Anyway, let’s get back to these sweet rolls. They are somewhat inspired by Pioneer Woman, since I tried her cinnamon rolls at the bakery (too die for!!), and in the cookbook I bought she has a recipe for Raspberry Cream Cheese Sweet Rolls. I was really craving some kind of sweet roll, and with Valentine’s day coming up, chocolate and cherry seemed to be an appropriate combination. 🙂
These start with a cherry curd, which is really simple to make. You just need frozen cherries, sugar, butter, egg yolks, and corn starch. The recipe makes about 2 cups, and you only need 1/2 cup for this recipe, so there is plenty left over. Spread it on toast, biscuits, pancakes, ice cream, pork chops….well, pretty much anything! You can also substitute any frozen berries in this recipe, and it would be just as delicious.
The filling is just the curd and chocolate chips, but there is so much room for adjustments! Prefer lemon curd? Go for it. Or want them even faster? Use a store-bought jam. Leave out the chocolate chips, or change up the flavor (white chocolate with the lemon curd would be perfect). Add nuts with the chips or in place of them. The possibilities are endless!
This recipe is scaled to make 6 rolls, but can easily be doubled to make a dozen in a 9×13-inch pan.
Oh, and did I mention these come together in about an hour, if you already have the curd made? That’s right – you are only an hour away from warm, chocolatey, sweet-tart cherry sweet rolls!
Combine 1 cup flour and the yeast in a large bowl, or the bowl of a stand mixer.

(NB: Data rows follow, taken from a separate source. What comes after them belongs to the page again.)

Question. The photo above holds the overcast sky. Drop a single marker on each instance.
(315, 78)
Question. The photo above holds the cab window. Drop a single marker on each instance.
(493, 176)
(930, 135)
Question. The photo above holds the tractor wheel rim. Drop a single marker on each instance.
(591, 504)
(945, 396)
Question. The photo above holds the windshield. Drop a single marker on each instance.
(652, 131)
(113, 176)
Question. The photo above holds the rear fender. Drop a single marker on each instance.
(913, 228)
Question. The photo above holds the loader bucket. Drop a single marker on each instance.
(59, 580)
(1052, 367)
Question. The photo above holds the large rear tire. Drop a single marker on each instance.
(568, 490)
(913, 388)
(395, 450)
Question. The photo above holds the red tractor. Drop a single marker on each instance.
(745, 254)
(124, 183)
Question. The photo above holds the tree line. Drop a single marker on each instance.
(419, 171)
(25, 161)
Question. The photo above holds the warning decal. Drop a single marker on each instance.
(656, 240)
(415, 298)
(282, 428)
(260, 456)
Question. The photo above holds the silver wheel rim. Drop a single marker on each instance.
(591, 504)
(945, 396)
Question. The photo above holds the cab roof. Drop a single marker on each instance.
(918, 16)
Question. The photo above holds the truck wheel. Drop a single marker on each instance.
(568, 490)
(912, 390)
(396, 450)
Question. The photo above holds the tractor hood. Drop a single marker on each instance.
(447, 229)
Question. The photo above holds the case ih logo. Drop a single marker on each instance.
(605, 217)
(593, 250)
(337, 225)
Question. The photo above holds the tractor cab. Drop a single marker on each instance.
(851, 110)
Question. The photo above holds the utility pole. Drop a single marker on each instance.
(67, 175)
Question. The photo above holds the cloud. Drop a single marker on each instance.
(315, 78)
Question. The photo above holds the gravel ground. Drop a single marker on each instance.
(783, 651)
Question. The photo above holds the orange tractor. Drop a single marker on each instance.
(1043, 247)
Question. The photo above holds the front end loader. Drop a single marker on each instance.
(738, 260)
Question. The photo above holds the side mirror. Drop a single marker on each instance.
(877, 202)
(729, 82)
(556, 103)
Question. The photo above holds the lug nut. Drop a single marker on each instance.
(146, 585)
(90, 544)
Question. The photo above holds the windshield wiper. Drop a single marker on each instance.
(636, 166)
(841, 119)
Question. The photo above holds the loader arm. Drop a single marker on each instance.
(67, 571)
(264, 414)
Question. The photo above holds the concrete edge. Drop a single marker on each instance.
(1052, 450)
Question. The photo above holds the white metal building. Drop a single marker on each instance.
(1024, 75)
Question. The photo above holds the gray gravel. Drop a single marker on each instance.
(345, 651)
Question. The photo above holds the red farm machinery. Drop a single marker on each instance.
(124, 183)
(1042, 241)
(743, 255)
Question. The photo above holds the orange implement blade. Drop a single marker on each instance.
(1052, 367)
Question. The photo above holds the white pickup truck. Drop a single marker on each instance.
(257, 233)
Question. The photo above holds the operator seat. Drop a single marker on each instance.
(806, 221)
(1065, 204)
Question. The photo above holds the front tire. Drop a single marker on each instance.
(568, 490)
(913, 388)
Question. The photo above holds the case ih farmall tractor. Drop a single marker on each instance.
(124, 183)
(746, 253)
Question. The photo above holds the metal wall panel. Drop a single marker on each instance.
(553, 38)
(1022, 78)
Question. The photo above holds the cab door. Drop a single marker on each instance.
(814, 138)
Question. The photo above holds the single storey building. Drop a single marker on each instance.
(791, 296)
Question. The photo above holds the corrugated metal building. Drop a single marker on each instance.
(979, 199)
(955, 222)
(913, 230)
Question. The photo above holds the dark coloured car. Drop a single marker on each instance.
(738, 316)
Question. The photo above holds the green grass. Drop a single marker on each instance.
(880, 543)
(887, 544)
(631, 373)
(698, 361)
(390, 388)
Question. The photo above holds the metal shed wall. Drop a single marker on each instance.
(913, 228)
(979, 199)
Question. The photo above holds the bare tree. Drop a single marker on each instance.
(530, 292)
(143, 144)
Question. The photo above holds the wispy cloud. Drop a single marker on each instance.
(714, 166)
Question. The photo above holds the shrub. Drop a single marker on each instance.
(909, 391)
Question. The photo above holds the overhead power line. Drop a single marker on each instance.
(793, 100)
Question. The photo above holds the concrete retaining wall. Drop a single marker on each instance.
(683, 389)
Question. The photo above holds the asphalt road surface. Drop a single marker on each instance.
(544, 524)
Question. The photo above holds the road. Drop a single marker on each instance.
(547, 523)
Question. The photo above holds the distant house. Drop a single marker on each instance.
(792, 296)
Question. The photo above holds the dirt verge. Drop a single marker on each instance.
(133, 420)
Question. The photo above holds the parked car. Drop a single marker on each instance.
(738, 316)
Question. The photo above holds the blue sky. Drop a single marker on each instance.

Combine milk, water, sugar, oil, and salt in a microwave safe bowl. Microwave for 30 seconds at a time, stirring after each, until mixture is slightly warm, about 1 minute.
Add the milk mixture to the flour and yeast along with the egg yolk. Beat with an electric mixer, or by hand, for 30 seconds or until combined. Scrape bowl, and beat at medium speed for 3 minutes.
Either by hand or with a dough hook, add in the second cup of flour and mix until a soft dough forms. Knead, by hand or with the dough hook, for 3 to 5 minutes, adding up to an additional 1/4 cup of flour, until dough is smooth and elastic. It will be a very soft dough, and should be very slightly sticky. Cover and let rest for 10 minutes.
Turn dough out onto a lightly floured surface and roll into a 7x12-inch rectangle. Spread cherry curd over dough, then sprinkle with chocolate chips. Beginning from the short (7-inch) side, roll up jelly-roll style. (If doubling, roll a 14x12-inch rectangle and roll from the long side.)
Slice into 6 rolls and place, cut side up, into a greased 8-inch square pan. Cover and let rise until nearly doubled, about 20 minutes.
Bake in a 375-degree F oven for 15 to 20 minutes or until golden brown. Cool slightly before topping with the powdered sugar glaze and serving. Store, covered, at room temperature for 2 to 3 days.